Pas d’encadrement juridique, des relations compliquées avec l’Urssaf, Pôle Emploi et l’inspection du travail. Les premiers entrepreneurs du portage sont clairement des pirates qui naviguaient en eaux troubles.
Mais à force de travail, d’abnégation (et de lobbying 😉), ils ont su imposer le portage salarial dans le paysage de l’emploi en France.
Une ordonnance qui encadre (enfin) le dispositif en 2015, une convention collective signée à l’unanimité des partenaires sociaux. Le dispositif est aujourd’hui sécurisé et il séduit chaque année de plus en plus de monde.
Tout ce travail a permis à d’autres entrepreneurs de s’engouffrer dans la brèche 😊.
On comptait 225 entreprises de portage salarial en 2015. On en dénombre 394 en 2020 (+ 75 % sur la période) et je peux facilement avancer qu’on devrait frôler les 500 entreprises en 2023 (👉 pour savoir comment choisir ton entreprise de portage salarial).
Les salariés portés ont désormais l’embarras du choix. Ce qui n’est pas sans conséquence sur le secteur, vous vous en doutez.
Historiquement, l’accompagnement des salariés portés fait partie intégrante des services proposés par une EPS. Le portage salarial n’est pas l’affaire d’une simple transformation du chiffre d’affaires en salaire. Il présente de nombreux avantages mais le principal avantage reste pour moi le fait de pouvoir être accompagné par des professionnels en mesure de répondre à ses questions (comment je fixe mes prix ? comment je définis mon offre ? Quel est le meilleur moyen de transformer mon expertise en prestation ? …).
Le fait d’investir du temps pour ses salariés portés a un coût certain pour une EPS. C’est d’ailleurs pour cela que la majorité des EPS d’entre elles prélevaient entre 8 et 12 % du chiffre d’affaires d’un salarié porté au titre des frais de gestion il y a encore 5 ou 6 ans.
L’arrivée de nouveaux acteurs 100% digitaux et la concurrence accrue a fait baisser les frais de gestion du secteur. Plusieurs dirigeants me confiaient récemment être de plus en plus challengés sur leurs tarifs.

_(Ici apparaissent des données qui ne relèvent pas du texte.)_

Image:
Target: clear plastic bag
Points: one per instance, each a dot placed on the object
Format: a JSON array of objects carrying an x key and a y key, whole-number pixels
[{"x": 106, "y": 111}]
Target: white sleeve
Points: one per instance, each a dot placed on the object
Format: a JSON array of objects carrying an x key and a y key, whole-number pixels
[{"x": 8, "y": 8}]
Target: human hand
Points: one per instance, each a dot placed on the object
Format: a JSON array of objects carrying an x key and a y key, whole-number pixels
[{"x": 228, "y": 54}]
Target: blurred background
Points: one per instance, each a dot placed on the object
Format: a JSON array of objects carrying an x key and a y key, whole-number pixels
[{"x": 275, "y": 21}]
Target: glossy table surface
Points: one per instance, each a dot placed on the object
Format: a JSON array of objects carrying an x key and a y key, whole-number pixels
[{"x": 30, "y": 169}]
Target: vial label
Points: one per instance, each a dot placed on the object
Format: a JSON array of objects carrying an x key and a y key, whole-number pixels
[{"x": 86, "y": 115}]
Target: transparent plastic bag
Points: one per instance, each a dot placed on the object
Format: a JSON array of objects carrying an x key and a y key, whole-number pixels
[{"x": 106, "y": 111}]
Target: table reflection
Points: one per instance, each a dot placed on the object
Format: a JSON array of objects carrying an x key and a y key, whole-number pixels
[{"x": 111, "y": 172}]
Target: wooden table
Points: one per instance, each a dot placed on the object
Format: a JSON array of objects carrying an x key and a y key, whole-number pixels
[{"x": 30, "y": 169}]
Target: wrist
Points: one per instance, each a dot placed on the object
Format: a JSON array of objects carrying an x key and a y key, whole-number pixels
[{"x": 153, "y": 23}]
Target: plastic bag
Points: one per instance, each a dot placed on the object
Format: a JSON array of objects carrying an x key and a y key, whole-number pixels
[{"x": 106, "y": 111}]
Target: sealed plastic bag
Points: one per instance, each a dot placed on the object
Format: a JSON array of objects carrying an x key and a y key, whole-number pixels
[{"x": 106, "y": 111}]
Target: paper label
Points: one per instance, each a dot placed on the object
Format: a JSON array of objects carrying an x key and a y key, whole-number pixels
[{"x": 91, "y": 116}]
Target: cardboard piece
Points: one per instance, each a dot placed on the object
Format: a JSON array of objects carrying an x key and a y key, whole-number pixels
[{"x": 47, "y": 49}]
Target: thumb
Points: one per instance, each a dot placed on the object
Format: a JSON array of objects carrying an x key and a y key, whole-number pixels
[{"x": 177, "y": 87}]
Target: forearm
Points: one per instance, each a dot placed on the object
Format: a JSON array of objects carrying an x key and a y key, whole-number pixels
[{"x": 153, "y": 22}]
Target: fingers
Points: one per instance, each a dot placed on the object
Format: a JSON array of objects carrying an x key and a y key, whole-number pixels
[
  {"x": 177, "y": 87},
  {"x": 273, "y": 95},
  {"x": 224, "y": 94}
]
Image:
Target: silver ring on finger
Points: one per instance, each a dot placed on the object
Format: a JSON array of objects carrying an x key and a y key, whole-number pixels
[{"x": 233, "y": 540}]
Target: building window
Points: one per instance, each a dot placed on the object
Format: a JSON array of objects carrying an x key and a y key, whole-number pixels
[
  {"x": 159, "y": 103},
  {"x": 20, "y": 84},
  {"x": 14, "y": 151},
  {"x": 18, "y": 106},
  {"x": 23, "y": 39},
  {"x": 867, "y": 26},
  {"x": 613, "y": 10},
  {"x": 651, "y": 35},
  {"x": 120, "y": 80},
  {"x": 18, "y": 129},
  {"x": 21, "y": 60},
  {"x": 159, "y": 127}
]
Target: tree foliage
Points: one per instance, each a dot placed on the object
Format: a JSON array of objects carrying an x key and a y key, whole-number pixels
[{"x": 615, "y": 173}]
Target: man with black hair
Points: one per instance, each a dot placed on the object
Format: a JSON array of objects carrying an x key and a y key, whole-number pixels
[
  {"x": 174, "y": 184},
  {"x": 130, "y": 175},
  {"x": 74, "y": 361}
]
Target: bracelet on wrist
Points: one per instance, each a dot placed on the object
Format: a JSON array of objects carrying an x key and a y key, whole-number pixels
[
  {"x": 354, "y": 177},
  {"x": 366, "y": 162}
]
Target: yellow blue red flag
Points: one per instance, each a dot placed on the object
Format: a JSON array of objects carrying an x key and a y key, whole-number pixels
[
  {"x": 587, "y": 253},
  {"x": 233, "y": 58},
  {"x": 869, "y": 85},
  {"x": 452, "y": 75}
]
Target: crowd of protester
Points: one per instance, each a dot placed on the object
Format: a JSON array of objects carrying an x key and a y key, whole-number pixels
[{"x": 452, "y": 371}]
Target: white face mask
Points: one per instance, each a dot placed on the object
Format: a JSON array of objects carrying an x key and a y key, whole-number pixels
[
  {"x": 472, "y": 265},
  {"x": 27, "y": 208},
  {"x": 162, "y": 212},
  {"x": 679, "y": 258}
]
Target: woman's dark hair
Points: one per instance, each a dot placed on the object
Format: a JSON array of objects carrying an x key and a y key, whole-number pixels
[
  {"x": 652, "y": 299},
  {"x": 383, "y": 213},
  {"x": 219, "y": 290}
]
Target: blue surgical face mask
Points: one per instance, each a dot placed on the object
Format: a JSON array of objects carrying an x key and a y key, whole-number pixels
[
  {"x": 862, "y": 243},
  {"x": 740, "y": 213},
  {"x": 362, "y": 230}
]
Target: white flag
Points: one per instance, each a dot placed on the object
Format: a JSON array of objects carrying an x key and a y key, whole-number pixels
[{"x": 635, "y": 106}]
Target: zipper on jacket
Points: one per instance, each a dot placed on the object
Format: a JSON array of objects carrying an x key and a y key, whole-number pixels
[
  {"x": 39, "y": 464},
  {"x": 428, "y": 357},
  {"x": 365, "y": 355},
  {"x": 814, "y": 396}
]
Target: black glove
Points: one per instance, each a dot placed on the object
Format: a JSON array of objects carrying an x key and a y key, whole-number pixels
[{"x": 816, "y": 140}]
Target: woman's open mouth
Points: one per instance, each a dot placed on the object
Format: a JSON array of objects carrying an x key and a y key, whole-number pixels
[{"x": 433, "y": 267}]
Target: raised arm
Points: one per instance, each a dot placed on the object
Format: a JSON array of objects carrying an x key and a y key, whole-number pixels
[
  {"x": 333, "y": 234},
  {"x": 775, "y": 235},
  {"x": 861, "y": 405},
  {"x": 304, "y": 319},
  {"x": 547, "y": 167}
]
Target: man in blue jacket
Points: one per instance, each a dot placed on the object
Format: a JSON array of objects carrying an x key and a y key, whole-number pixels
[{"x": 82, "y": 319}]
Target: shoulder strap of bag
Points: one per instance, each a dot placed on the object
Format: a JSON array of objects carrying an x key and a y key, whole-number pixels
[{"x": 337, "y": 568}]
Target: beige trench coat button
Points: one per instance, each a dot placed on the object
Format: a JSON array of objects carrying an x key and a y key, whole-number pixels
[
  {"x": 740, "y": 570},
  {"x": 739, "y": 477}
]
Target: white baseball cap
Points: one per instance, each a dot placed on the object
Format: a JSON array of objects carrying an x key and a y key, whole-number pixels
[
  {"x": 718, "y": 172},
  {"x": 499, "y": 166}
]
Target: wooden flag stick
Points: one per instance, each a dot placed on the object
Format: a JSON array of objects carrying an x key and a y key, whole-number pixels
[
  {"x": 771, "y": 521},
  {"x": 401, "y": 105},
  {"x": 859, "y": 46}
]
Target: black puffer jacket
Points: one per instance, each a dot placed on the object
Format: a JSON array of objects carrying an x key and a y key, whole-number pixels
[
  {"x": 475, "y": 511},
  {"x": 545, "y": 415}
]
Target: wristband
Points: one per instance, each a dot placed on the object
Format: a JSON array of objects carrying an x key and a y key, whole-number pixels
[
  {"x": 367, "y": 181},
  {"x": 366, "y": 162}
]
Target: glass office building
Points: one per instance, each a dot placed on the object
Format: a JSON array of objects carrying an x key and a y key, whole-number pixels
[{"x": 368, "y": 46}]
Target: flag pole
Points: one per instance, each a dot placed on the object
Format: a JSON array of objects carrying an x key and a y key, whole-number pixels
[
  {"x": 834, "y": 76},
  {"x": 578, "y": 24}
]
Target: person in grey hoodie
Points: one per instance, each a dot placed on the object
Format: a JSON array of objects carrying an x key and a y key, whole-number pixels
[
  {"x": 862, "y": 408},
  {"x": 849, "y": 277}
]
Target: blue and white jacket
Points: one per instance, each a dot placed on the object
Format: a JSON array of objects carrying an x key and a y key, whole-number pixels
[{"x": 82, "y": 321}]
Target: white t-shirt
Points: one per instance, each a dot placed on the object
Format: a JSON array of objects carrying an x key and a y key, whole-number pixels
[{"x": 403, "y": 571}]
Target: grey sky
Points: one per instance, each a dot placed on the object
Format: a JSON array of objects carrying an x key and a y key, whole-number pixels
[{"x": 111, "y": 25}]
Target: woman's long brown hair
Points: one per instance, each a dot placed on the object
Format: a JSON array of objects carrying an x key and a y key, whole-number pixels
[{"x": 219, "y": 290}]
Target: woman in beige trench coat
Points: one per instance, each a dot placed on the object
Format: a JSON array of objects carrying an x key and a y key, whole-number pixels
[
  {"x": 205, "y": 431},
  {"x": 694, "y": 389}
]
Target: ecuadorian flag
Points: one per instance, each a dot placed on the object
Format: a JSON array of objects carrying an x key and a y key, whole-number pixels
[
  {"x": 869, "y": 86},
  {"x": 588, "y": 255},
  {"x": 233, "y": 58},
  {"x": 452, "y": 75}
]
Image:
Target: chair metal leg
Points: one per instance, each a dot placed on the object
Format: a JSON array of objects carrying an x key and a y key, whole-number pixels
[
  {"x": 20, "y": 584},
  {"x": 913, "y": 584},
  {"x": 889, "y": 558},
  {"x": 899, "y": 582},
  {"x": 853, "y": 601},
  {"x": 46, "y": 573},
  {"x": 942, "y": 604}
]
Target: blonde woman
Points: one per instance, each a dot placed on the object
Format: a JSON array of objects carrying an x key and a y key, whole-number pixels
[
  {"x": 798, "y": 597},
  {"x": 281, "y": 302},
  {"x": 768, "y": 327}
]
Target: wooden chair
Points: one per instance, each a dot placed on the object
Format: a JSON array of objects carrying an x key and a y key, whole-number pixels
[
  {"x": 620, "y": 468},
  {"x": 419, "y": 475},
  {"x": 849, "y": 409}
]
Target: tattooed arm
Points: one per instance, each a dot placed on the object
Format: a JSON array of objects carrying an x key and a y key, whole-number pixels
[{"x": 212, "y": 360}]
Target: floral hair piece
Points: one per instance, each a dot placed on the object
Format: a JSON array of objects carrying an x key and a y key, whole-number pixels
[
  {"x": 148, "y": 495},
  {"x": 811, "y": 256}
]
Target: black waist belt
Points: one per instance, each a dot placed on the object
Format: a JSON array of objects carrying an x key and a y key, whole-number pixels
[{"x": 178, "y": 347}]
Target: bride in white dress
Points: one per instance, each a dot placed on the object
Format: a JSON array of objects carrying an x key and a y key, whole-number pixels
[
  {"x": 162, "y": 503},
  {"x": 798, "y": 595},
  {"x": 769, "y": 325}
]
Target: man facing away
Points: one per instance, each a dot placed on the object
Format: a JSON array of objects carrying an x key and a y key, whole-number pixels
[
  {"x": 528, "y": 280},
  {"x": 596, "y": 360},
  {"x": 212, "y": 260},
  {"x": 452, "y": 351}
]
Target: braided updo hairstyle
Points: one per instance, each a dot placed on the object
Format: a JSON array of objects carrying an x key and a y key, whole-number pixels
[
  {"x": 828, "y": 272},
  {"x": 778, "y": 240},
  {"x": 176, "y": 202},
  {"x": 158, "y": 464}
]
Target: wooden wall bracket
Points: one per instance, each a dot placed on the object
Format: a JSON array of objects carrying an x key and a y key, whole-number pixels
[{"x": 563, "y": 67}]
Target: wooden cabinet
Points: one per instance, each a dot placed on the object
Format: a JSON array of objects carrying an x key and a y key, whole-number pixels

Frais de gestion plafonnés voire même fixes, dégressifs en fonction du chiffre d’affaires encaissé sur l’année, offre différenciée en fonction des options choisies (déduction des frais professionnels, accompagnement individualisé, épargne salariale, formation nécessitant Qualiopi …), les EPS rivalisent d’ingéniosité pour se différencier. Mais globalement les frais de gestion ont bel et bien baissé.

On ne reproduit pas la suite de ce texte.